Both Diageo and Pernod Ricard have almost identical volumes in 2011 but over the longer term have divergent growth prospects, with the French company in a position to grow far quicker than its UK-based counterpart.

Diageo’s mature brands in mature markets

Despite its rapid growth during the year, Diageo, the world’s leading spirits producer by volume in 2011, is not in a good position to see strong growth in the coming years. The company’s rapid growth of 8% in 2011 can be attributed to its acquisitions of Mey Içki and Sichuan Quanxing. Organic growth in 2011, as in 2010, was nearer to 2%.

Diageo’s growth is being hindered by two issues – its too strong a historical focus on the mature markets of North America and Western Europe and an over-reliance on key brands such as Johnnie Walker, Smirnoff, Baileys, J&B and Captain Morgan in a limited number of markets in these regions. Consequently, these brands are now mature in markets which themselves are either in decline or at best seeing sluggish growth, thus leading to weak performances.

Not all of its brands have been as badly affected as Johnnie Walker, the company’s main growth driver being the most geographically diverse, while brands such as J&B and Baileys have struggled due to their narrow focus.

Diageo’s growth potential

Diageo still has potential to grow.

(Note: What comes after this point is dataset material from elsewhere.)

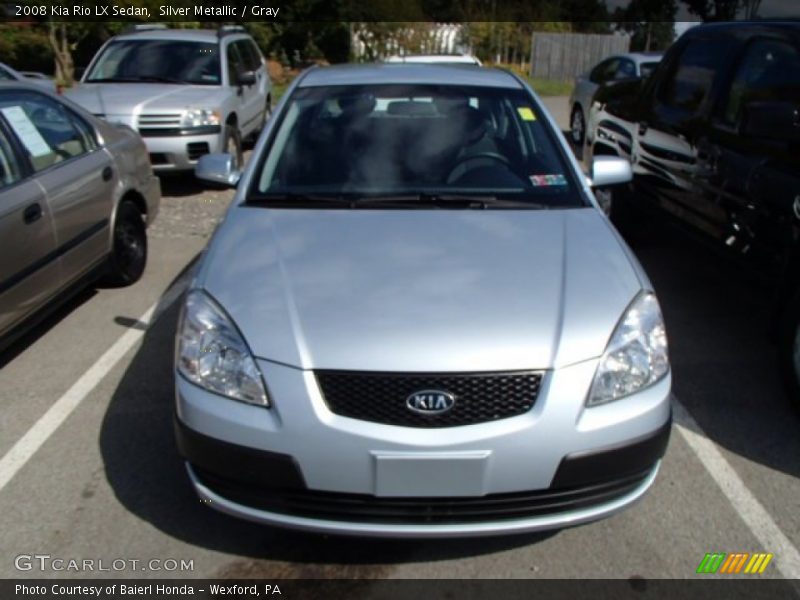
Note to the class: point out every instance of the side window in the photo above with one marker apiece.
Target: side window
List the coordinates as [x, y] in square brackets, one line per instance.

Its two recent acquisitions and increasing its stake in the leading spirits player in Vietnam have been focused on developing its emerging market presence, and it still has further funds available for other acquisitions.

In addition, in emerging regions where the company has remained focused, for example in Latin America and the Middle East and Africa, it performed well in 2010 and 2011.

Pernod Ricard shows its strength

In contrast to its major rival Diageo, Pernod Ricard has seen far more rapid development, with organic growth of more than twice that of Diageo in both 2010 and 2011. While much of this growth has come from low-value local Indian whiskies, Pernod’s fundamentals for growth are far stronger than those of Diageo. This is due to sustained investment in emerging markets and a large number of underdeveloped brands which have potential to grow in mature as well as emerging markets.

Pernod Ricard’s investment in emerging markets has come in the form of low-value local products such as Royal Stag Indian whisky or Montilla rum in Brazil, giving it a distribution base for its higher value international brands. Alternatively, as in China, the company has focused primarily on its international brands. While Diageo sold all its local spirits brands and pulled back from key emerging markets, notably in Asia, Pernod Ricard maintained its investment in them, putting it in a prime position to now exploit growth in markets such as India and China.

Still room for inorganic growth

Diageo can improve its position through acquisition, notably of Grupo Cuervo and the remaining stake in Moët Hennessy, thus strengthening its position in both Mexico and China as well as filling gaps in its portfolio. Of the two, the acquisition of Grupo Cuervo is the only one that is likely to occur in the foreseeable future due to the distribution agreement coming up for renewal in 2013. This could be countered, however, by Pernod’s acquisition of key Beam Inc brands when its debt profile improves in the latter part of 2012.

Part of the difference in performance between Pernod Ricard and Diageo is down to luck, such as Diageo’s heavier exposure to the troubled markets of Greece and Spain, while Pernod Ricard’s greater exposure to France and Germany can partly be attributed to better long-term planning. Its better performance has not just come from remaining in key emerging markets, but also from developing its brands in a broader number of markets, thus giving it a stronger base from which to grow them.

All these factors put Pernod Ricard in a prime position to not only become the leading international spirits producer in 2012, but also to extend its lead in the years ahead.